NFL safety rules trickle down to keep young athletes safer


High school football is changing.

Student athlete John David Johnson said, "When we were younger, we would hit full on every day as hard as we can."

But no more. Last year, Johnson suffered a concussion during a Kinkaid High School game.

"I blacked out, was dizzy, kind of saw stars," he recalled.

It was three weeks before he was cleared to return to play. Teammate Dawson Smith suffered a concussion and sat out his playoff games.

"I went to the locker room and everything was a blur," Smith said. "I was nauseous, really dizzy and i just started vomiting."

Their concussions were recognized quickly and treated. Young players are the beneficiaries of new safety rules that started in the NFL.

"We have a responsibility to football at all levels," said Texans General Manager Rick Smith. "Hopefully we're setting an example and that's why we talk about getting the head out of the game."

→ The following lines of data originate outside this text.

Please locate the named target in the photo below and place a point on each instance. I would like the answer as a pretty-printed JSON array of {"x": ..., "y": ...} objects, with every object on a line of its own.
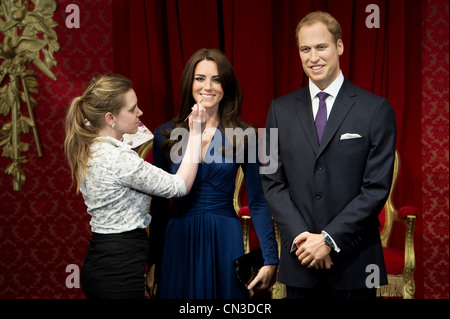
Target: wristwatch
[{"x": 328, "y": 241}]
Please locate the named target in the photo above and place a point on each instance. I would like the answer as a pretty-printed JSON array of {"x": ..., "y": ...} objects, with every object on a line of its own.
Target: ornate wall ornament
[{"x": 27, "y": 37}]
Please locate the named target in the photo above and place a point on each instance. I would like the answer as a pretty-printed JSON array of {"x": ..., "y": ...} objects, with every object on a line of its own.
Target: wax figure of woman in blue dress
[{"x": 197, "y": 245}]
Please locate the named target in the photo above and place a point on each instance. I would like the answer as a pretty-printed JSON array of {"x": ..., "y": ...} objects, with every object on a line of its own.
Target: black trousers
[
  {"x": 324, "y": 291},
  {"x": 115, "y": 265}
]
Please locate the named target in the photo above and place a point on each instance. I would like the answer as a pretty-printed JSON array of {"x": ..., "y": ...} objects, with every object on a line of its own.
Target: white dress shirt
[
  {"x": 332, "y": 90},
  {"x": 118, "y": 186}
]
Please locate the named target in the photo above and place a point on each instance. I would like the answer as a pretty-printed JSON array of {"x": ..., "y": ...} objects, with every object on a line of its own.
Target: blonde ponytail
[{"x": 85, "y": 118}]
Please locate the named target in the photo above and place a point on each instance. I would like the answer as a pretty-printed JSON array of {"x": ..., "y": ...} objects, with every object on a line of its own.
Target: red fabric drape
[{"x": 153, "y": 40}]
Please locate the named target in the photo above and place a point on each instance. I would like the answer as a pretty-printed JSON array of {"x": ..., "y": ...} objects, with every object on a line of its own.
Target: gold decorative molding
[{"x": 28, "y": 37}]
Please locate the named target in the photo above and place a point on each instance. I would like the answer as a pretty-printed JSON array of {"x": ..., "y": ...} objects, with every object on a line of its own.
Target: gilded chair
[
  {"x": 278, "y": 290},
  {"x": 145, "y": 148},
  {"x": 400, "y": 261}
]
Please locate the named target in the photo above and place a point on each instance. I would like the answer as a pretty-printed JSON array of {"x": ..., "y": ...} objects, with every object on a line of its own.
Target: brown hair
[
  {"x": 327, "y": 19},
  {"x": 86, "y": 116}
]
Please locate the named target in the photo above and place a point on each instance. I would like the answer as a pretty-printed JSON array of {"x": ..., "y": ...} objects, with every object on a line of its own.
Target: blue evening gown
[{"x": 203, "y": 235}]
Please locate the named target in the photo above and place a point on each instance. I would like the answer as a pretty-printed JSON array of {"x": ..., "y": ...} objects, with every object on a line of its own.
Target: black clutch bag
[{"x": 246, "y": 267}]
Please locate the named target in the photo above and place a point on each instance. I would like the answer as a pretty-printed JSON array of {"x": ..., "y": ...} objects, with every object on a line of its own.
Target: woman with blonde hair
[{"x": 116, "y": 184}]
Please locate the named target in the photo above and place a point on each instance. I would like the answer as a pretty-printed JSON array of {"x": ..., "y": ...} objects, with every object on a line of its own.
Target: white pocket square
[{"x": 348, "y": 136}]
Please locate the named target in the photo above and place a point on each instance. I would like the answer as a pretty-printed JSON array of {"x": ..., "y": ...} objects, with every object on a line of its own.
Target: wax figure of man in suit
[{"x": 326, "y": 196}]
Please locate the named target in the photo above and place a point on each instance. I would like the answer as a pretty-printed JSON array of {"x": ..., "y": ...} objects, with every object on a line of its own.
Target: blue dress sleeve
[{"x": 259, "y": 210}]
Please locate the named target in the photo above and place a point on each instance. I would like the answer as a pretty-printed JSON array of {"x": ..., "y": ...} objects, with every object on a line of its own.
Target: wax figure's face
[
  {"x": 206, "y": 85},
  {"x": 127, "y": 121},
  {"x": 319, "y": 54}
]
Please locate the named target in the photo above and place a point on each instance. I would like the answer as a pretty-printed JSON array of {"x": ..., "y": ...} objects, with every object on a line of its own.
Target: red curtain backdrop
[
  {"x": 156, "y": 38},
  {"x": 45, "y": 228}
]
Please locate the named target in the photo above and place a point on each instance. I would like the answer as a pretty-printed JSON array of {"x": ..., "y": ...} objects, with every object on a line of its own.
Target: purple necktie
[{"x": 321, "y": 117}]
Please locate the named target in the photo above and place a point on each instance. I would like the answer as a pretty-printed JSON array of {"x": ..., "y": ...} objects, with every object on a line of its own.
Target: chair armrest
[{"x": 410, "y": 258}]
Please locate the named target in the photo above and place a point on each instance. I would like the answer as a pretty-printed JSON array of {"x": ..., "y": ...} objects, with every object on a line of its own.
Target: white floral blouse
[{"x": 118, "y": 186}]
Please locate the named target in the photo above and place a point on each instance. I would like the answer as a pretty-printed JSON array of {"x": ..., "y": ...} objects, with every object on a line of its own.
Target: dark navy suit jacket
[{"x": 339, "y": 186}]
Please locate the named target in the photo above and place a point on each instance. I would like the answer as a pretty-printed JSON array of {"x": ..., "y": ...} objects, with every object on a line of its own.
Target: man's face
[{"x": 319, "y": 54}]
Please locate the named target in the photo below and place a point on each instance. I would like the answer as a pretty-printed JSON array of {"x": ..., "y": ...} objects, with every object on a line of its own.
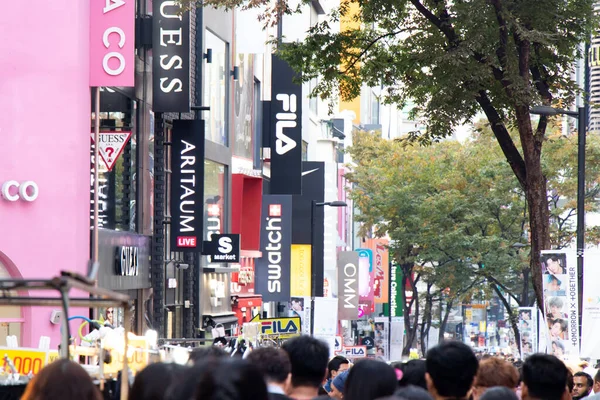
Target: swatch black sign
[
  {"x": 286, "y": 130},
  {"x": 187, "y": 185},
  {"x": 171, "y": 57},
  {"x": 272, "y": 270}
]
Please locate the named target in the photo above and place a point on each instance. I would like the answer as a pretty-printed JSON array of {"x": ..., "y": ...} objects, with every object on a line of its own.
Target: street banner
[
  {"x": 348, "y": 285},
  {"x": 112, "y": 43},
  {"x": 187, "y": 197},
  {"x": 170, "y": 57},
  {"x": 272, "y": 275},
  {"x": 286, "y": 129},
  {"x": 301, "y": 270},
  {"x": 382, "y": 337},
  {"x": 590, "y": 324},
  {"x": 559, "y": 277},
  {"x": 528, "y": 330},
  {"x": 380, "y": 269}
]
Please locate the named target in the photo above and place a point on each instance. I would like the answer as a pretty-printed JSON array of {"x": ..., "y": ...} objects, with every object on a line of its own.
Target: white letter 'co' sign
[{"x": 26, "y": 191}]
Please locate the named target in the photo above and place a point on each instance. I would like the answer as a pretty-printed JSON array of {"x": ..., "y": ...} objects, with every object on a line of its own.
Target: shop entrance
[{"x": 10, "y": 316}]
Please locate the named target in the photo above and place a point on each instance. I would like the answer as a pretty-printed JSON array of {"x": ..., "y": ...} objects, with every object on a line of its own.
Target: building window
[{"x": 216, "y": 84}]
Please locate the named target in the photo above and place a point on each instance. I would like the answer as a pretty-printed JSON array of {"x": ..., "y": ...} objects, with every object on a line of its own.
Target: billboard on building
[{"x": 273, "y": 268}]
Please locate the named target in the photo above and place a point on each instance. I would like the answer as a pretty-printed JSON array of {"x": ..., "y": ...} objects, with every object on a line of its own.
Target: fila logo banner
[{"x": 285, "y": 130}]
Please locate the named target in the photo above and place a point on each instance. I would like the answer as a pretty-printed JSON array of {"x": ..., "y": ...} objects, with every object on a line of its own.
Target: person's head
[
  {"x": 309, "y": 358},
  {"x": 494, "y": 372},
  {"x": 55, "y": 381},
  {"x": 200, "y": 354},
  {"x": 337, "y": 365},
  {"x": 544, "y": 377},
  {"x": 413, "y": 373},
  {"x": 554, "y": 266},
  {"x": 559, "y": 327},
  {"x": 558, "y": 349},
  {"x": 451, "y": 369},
  {"x": 370, "y": 379},
  {"x": 582, "y": 385},
  {"x": 555, "y": 305},
  {"x": 553, "y": 283},
  {"x": 274, "y": 364},
  {"x": 152, "y": 382},
  {"x": 220, "y": 378},
  {"x": 338, "y": 384},
  {"x": 411, "y": 392},
  {"x": 499, "y": 393}
]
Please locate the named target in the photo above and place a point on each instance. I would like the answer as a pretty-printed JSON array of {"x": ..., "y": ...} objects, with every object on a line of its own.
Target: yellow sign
[
  {"x": 25, "y": 360},
  {"x": 300, "y": 270},
  {"x": 282, "y": 327}
]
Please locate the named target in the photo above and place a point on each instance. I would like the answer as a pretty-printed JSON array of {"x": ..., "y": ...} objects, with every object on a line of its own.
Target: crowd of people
[{"x": 303, "y": 370}]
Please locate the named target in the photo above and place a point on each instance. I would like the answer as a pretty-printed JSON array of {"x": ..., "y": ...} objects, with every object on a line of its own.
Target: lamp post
[
  {"x": 313, "y": 281},
  {"x": 581, "y": 116}
]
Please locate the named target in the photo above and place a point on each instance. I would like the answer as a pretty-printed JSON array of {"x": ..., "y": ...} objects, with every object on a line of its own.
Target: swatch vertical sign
[
  {"x": 348, "y": 285},
  {"x": 112, "y": 42},
  {"x": 187, "y": 185},
  {"x": 286, "y": 130},
  {"x": 171, "y": 57},
  {"x": 273, "y": 268}
]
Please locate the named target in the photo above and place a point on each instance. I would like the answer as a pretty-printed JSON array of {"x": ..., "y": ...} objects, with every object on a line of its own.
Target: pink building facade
[{"x": 44, "y": 152}]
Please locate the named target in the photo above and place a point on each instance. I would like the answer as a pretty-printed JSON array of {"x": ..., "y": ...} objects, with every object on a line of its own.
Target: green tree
[{"x": 454, "y": 59}]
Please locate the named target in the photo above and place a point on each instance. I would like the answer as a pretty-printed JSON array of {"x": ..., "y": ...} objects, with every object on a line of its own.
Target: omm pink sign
[{"x": 112, "y": 42}]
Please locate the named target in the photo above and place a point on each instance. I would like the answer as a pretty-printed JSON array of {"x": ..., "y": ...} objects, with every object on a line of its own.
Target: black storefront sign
[
  {"x": 223, "y": 248},
  {"x": 286, "y": 130},
  {"x": 313, "y": 188},
  {"x": 272, "y": 270},
  {"x": 187, "y": 185},
  {"x": 171, "y": 58}
]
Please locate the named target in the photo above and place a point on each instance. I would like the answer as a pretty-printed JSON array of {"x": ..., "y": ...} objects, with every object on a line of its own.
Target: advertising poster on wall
[
  {"x": 559, "y": 277},
  {"x": 382, "y": 337},
  {"x": 528, "y": 331},
  {"x": 590, "y": 321}
]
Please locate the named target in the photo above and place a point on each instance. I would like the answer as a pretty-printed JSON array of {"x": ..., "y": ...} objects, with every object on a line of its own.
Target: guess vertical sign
[
  {"x": 112, "y": 42},
  {"x": 187, "y": 185},
  {"x": 171, "y": 57}
]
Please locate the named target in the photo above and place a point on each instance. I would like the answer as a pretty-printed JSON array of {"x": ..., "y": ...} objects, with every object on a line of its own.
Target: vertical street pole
[
  {"x": 313, "y": 272},
  {"x": 581, "y": 128}
]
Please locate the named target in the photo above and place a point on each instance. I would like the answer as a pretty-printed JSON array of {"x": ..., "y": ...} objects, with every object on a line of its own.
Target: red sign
[{"x": 112, "y": 42}]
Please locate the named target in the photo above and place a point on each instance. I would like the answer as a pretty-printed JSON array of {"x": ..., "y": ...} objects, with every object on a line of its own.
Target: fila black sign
[
  {"x": 171, "y": 57},
  {"x": 286, "y": 130},
  {"x": 187, "y": 185},
  {"x": 272, "y": 270},
  {"x": 223, "y": 248}
]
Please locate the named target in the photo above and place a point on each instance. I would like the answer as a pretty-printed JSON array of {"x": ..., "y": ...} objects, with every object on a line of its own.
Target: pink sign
[{"x": 112, "y": 42}]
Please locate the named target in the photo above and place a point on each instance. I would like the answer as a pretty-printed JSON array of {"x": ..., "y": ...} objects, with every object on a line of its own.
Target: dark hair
[
  {"x": 499, "y": 393},
  {"x": 497, "y": 372},
  {"x": 220, "y": 379},
  {"x": 412, "y": 392},
  {"x": 309, "y": 358},
  {"x": 273, "y": 363},
  {"x": 589, "y": 379},
  {"x": 545, "y": 376},
  {"x": 152, "y": 382},
  {"x": 413, "y": 373},
  {"x": 369, "y": 380},
  {"x": 206, "y": 352},
  {"x": 56, "y": 381},
  {"x": 452, "y": 367},
  {"x": 335, "y": 364}
]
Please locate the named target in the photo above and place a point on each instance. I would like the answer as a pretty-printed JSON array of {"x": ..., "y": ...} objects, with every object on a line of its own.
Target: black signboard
[
  {"x": 223, "y": 248},
  {"x": 171, "y": 58},
  {"x": 187, "y": 185},
  {"x": 272, "y": 270},
  {"x": 286, "y": 130}
]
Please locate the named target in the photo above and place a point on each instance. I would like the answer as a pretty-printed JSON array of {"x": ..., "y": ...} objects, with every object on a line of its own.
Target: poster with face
[{"x": 559, "y": 278}]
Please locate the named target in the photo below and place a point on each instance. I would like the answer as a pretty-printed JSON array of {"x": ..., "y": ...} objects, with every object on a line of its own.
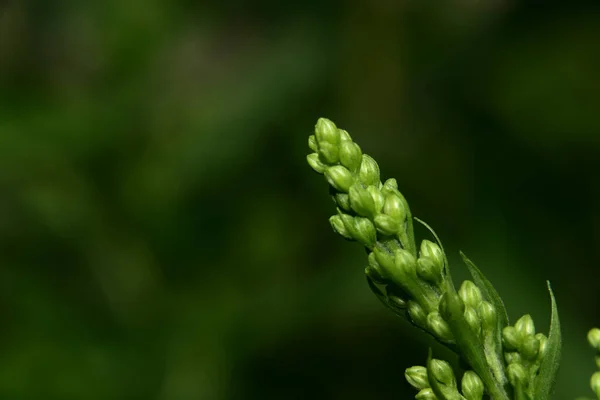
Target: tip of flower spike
[{"x": 326, "y": 132}]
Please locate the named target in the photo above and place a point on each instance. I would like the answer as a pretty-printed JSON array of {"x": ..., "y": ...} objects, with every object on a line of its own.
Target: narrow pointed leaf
[
  {"x": 544, "y": 383},
  {"x": 469, "y": 344}
]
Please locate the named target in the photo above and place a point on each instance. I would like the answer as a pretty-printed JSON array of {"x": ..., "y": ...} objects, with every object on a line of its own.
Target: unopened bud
[
  {"x": 361, "y": 200},
  {"x": 369, "y": 171},
  {"x": 530, "y": 348},
  {"x": 315, "y": 163},
  {"x": 513, "y": 357},
  {"x": 511, "y": 338},
  {"x": 344, "y": 135},
  {"x": 394, "y": 207},
  {"x": 377, "y": 197},
  {"x": 343, "y": 201},
  {"x": 525, "y": 326},
  {"x": 426, "y": 394},
  {"x": 338, "y": 225},
  {"x": 488, "y": 316},
  {"x": 417, "y": 377},
  {"x": 517, "y": 374},
  {"x": 350, "y": 155},
  {"x": 374, "y": 271},
  {"x": 594, "y": 338},
  {"x": 384, "y": 258},
  {"x": 405, "y": 262},
  {"x": 365, "y": 232},
  {"x": 390, "y": 186},
  {"x": 326, "y": 132},
  {"x": 339, "y": 177},
  {"x": 543, "y": 345},
  {"x": 386, "y": 224},
  {"x": 595, "y": 383},
  {"x": 428, "y": 270},
  {"x": 472, "y": 319},
  {"x": 439, "y": 327},
  {"x": 397, "y": 302},
  {"x": 417, "y": 314},
  {"x": 442, "y": 372},
  {"x": 470, "y": 294},
  {"x": 444, "y": 305},
  {"x": 329, "y": 153},
  {"x": 434, "y": 252},
  {"x": 312, "y": 143},
  {"x": 472, "y": 386}
]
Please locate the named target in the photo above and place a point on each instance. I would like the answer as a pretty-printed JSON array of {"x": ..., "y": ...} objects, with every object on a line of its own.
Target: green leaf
[
  {"x": 469, "y": 345},
  {"x": 544, "y": 383},
  {"x": 435, "y": 385},
  {"x": 488, "y": 291}
]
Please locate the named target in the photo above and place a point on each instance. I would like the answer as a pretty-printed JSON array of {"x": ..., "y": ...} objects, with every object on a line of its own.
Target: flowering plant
[{"x": 504, "y": 361}]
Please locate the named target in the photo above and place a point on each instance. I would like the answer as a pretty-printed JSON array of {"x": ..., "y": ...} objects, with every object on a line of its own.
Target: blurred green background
[{"x": 162, "y": 237}]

Jimmy Roton, Jr., head athletic trainer for Kinkaid, said, "With the pro sports doing all that, it's trickled down to us. We're doing the impact test, your helmets have to be certified."

The new protections are important because doctors say younger players are more susceptible to injury when they keep playing after a concussion.

"If your son or daughter does get a concussion, you need to treat it properly to make sure we don't cause any long term effects from it," explained Kenneth Podell, PhD, with the Houston Methodist Concussion Center.

High school players are getting the message that they're safer because of these changes.

"Risking my brain's health for a year of high school football, it's not worth it," Smith said.